Roth IRAs Have Become an Even Better Option for Retirement Savings

The Roth IRA is usually touted as a bargain for young workers: you pay taxes on the money that comes in now, and then when you get older (and in theory in a higher income group) and withdraw funds, you don’t have to worry about it. With traditional IRAs, the money you invest is tax-free, and when you withdraw it, it is taxed as regular income. But now Roths may be even more attractive to wealthier workers.

That’s because the new tax bill lowers tax rates for those in the top group from 39.6 percent to 37 percent. This is the lowest percentage you are likely to receive, which makes the conversion especially attractive before bids rise. Basically, you are guaranteeing yourself a low tax rate on your retirement savings now, rather than potentially paying more in the future.

Of course, tax rates can be even lower, although they have been much higher for most of our history. In all likelihood, they are likely to start coming back from here in future administrations (especially given the deficits that this plan only exacerbates).

How to make a switch

To deposit new money in Roth, you need a modified gross income of less than $ 135,000 as an individual, or less than $ 199,000 if you are applying with your spouse. But if you already have a traditional IRA, you can open Roth and transfer money to it from your other account regardless of your income (known as the Roth IRA backdoor). You pay income tax on the entire convertible amount of money, but then it rises without taxes.

While Roths generally have $ 5,500 ($ 6,500 if you’re 50 or older) contributions per year, just like a traditional IRA, there is no contribution cap with a Roth backdoor IRA.

But there is something to keep in mind if you are considering converting. First, we are talking about very rich people.
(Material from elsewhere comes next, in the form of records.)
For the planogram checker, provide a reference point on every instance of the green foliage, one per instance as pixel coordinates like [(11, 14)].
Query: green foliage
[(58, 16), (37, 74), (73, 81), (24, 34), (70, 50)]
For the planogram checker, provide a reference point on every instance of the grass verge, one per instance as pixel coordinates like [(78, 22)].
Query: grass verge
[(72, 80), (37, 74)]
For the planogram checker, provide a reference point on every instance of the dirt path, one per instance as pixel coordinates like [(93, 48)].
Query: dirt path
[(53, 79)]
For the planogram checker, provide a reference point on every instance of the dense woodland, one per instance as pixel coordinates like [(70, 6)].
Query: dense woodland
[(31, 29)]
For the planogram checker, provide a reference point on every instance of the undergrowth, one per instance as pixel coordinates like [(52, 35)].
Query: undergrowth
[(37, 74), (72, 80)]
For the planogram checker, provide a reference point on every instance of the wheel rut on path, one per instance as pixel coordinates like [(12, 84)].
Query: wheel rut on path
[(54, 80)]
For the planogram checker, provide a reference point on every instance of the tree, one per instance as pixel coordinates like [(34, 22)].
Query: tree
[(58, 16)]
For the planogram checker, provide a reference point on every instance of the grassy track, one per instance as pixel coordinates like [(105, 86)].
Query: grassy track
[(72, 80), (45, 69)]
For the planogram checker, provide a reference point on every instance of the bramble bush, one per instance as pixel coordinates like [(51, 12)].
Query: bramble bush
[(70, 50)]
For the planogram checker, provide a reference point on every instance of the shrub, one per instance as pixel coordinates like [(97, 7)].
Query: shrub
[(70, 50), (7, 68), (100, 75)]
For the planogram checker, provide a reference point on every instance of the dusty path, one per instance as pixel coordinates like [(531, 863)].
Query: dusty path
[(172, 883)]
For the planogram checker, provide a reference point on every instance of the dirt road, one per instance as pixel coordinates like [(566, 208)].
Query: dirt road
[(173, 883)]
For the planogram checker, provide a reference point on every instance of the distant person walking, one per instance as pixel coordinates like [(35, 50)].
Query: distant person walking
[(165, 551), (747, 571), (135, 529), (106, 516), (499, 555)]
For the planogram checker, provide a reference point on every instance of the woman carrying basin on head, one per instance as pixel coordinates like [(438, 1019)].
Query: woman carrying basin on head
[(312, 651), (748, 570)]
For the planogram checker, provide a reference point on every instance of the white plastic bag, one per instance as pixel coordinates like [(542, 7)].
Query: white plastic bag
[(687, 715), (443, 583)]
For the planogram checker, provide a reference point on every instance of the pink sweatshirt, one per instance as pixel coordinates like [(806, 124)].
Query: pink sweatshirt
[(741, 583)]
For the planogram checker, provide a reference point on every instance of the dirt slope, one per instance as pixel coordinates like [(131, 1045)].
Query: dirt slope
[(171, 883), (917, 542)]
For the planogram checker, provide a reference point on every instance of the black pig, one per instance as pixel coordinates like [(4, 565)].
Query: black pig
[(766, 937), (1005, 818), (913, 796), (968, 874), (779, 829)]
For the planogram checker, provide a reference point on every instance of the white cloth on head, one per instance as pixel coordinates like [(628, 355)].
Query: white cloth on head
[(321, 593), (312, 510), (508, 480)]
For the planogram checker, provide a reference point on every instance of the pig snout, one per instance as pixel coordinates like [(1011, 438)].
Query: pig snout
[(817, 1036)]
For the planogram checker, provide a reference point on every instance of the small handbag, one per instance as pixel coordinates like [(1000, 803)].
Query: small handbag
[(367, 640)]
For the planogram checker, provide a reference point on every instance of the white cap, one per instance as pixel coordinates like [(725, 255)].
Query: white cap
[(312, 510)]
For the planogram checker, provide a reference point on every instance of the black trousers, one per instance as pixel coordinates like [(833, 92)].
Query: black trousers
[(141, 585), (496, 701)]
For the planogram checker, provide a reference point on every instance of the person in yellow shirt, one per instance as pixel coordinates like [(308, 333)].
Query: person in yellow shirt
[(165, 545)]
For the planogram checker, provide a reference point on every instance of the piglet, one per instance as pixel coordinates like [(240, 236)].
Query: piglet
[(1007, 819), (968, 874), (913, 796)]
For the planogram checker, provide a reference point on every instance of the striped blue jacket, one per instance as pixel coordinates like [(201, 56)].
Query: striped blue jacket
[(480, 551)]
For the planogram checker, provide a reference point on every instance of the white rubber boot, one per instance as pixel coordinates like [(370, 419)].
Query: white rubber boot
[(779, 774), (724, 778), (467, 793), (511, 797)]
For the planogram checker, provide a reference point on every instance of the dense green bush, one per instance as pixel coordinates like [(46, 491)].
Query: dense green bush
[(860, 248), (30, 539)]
“I usually only recommend it to clients who have enough non-IRA funds to pay the taxes due at their maximum marginal rate,” says Lawrence Soras, co-founder of Mulberry Lane Advisors, LLC in New Jersey. clients will not be penalized for early withdrawals. If you don’t have enough other funds to pay the tax right now, don’t do it. You can use this calculator to figure out what kind of down payment you need.

This is especially important because the tax plan also ruled out your ability to reverse the Roth conversion (known as re-qualification ) – which means there is no turning back if you find your tax burden is too high. And if you are converting a large amount of money, it can push you towards a higher tax tier in general (especially if you are on the verge of a certain tax tier ).

It also depends on the amount of time before using the funds. “The longer the time horizon, the more benefit you will get from the transformation,” says Soras. Therefore, if you are approaching retirement age and soon want to get funds and think that a market downturn is inevitable, you may want to think twice about this strategy, because in the end you may get less than you invested.

However, if you have enough money, this can be a smart move to reduce your tax burden. And young workers may want to open one if they’ve run out of their 401 (k) contributions and want to save more money for retirement, or if they don’t have a 401 (k) option.